Figure S6. Co-immunoprecipitation (IP) of SNAP25 with (A) syntaxin 1 or (B) syntaxin 4 antibodies from PC12 cell extracts. (A) PC12 cells were solubilized in Triton X-100 and for co-IP of SNAP25 three different anti-syntaxin 1 antibodies were used (rabbit polyclonal R31 and mouse monoclonals 78.3 and HPC-1). For immunoblot analysis, 10% from the immunoprecipitate and 1.66% from the starting material were loaded. For immunoblotting, SNAP25 and syntaxin were detected using either polyclonal antibodies (Casanova for SNAP25 and R31 for syntaxin when for IP a monoclonal antibody was used) or monoclonal antibodies (71.1 for SNAP25 and 78.3 for syntaxin when a polyclonal antibody was used for immunoprecipitation). The percentage of SNAP25 in the precipitate was calculated and multiplied by the efficiency (1 = 100%) of the IP as judged from the percentage of precipitated syntaxin. For each syntaxin antibody, three independent experiments were performed. On average, 19% (15.4%, 15.2% and 26.5% for R31, 78.3 and HPC-1, respectively) of SNAP25 co-immunoprecipitated with syntaxin. (B) Co-IP from Triton X-100 solubilized PC12 cells using an anti-syntaxin 4 antibody. For immunoblotting SNAP25 (using monoclonal 71.1 as antibody), 10 % of the immunoprecipitate and 0.8 % of the supernatant were loaded; for the syntaxin 4 (using polyclonal anti-synaxin 4 antibody) blot, 10% of the immunoprecipitate and 2.4% of the supernantant were loaded. The percentage of SNAP25 in the precipitate was calculated and multiplied by the efficiency (1 = 100%) of the IP as judged from the percentage of precipitated syntaxin 4. On average (n=3 experiments), 2.04% of SNAP-25 coimmunoprecipitated with syntaxin4.

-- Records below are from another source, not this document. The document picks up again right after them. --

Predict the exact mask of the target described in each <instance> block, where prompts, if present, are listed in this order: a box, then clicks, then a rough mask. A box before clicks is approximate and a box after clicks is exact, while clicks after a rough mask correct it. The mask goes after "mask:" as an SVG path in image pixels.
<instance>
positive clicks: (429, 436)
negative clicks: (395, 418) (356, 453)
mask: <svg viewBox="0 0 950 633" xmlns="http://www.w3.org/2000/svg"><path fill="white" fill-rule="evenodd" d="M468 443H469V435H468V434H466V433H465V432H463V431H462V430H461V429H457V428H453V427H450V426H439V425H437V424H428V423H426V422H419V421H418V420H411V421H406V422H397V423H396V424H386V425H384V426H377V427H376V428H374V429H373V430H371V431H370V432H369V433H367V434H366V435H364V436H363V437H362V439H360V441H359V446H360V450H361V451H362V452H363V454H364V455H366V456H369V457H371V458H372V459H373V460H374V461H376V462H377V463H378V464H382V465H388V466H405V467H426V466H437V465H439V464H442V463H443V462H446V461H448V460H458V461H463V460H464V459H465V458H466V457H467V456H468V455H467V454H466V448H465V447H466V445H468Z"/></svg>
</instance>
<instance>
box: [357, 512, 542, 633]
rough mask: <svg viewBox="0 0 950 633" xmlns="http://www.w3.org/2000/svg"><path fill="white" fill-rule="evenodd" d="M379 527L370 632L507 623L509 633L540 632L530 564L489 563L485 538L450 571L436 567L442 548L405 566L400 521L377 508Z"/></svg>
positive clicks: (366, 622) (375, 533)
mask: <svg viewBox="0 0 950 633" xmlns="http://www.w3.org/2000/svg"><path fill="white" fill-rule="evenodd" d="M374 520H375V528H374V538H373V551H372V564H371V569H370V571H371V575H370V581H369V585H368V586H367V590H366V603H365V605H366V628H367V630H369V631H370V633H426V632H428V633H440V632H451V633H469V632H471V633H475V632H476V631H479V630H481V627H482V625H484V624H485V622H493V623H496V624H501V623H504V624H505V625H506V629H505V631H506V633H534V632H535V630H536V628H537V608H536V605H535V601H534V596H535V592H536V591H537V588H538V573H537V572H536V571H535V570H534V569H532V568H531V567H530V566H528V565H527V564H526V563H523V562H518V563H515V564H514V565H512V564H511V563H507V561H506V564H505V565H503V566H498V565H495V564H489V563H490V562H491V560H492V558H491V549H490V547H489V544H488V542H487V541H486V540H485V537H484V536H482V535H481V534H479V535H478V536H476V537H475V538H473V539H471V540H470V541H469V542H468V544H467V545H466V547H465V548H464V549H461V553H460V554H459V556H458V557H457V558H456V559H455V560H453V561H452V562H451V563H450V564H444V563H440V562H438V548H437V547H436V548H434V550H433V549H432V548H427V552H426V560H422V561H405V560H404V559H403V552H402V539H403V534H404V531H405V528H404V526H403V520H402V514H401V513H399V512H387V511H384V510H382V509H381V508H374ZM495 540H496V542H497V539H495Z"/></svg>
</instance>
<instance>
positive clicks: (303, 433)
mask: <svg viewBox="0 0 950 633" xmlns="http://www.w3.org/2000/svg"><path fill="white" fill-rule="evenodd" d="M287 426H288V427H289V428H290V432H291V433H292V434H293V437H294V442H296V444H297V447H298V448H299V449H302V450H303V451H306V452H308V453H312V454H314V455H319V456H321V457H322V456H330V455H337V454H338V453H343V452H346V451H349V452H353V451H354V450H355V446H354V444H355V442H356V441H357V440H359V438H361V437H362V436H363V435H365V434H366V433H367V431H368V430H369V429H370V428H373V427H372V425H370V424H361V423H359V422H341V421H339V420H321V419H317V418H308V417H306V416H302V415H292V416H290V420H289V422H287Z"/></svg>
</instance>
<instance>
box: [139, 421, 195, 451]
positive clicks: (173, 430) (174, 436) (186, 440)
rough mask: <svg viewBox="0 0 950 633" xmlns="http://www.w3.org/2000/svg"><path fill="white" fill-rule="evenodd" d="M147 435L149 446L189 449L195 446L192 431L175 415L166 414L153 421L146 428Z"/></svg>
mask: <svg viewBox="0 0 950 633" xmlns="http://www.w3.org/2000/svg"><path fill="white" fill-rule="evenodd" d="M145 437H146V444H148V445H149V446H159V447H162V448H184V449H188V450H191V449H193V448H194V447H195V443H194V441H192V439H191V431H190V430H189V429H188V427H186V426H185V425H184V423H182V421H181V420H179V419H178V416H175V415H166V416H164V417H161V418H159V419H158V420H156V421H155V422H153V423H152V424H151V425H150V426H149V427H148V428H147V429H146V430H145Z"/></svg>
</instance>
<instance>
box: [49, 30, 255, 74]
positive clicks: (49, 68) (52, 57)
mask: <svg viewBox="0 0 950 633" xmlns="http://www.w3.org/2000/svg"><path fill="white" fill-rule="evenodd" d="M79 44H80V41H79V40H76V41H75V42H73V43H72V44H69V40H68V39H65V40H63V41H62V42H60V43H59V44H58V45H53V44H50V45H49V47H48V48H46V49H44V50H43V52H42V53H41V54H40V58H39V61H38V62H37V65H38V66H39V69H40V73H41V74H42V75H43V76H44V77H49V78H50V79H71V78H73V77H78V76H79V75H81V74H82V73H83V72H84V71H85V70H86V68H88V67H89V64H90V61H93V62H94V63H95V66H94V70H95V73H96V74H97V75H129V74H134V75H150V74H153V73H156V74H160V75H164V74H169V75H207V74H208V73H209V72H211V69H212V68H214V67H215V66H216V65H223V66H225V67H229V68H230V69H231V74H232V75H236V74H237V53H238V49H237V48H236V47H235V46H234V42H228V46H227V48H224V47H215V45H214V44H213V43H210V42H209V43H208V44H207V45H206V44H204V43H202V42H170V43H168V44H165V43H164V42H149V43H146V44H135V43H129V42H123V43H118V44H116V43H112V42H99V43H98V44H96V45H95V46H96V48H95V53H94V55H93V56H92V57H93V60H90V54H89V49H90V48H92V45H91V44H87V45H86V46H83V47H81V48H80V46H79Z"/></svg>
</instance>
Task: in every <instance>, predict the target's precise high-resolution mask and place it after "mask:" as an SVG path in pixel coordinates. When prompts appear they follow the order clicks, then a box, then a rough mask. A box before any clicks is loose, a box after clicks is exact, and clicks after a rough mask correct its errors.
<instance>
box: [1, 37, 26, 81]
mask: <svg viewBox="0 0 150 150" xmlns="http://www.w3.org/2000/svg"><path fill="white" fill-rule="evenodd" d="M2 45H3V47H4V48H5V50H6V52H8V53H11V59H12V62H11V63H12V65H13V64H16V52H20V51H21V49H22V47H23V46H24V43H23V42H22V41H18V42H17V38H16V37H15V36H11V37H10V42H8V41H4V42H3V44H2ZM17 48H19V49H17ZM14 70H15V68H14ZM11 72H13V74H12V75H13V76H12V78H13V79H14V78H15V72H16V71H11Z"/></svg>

Figure S7. Syntaxin 4 overlap with SNAP25 or SN25-0L0. (A + B) Membrane sheets from cells expressing either GFP-labelled SNAP25 (A) or GFP-labelled SN25-0L0 (B) immunostained for syntaxin 4 and GFP (immunostaining of GFP was used for visualization of the GFP-constructs

at STED-resolution). Upper panels in A and B, syntaxin 4-(left), (A) SNAP25- or (B) SN25-0L0-stainings at confocal resolution (middle) and (A) SNAP25- or (B) SN25-0L0-stainings at STED-resolution (right). Lower panels in A and B, magnified views from syntaxin 4 (left), STED-resolved (A) SNAP25 or (B) SN25-0L0 (middle) and overlay (right). (C) Pearson-correlation coefficients between syntaxin 4 and STED-resolved images. For each condition, mirrored images were analysed as a control. Values are means ± SEM (n = 3 experiments, for each experiment 6-11 membrane sheets were analyzed for SNAP25 and 6-16 membrane sheets for SN25-0L0).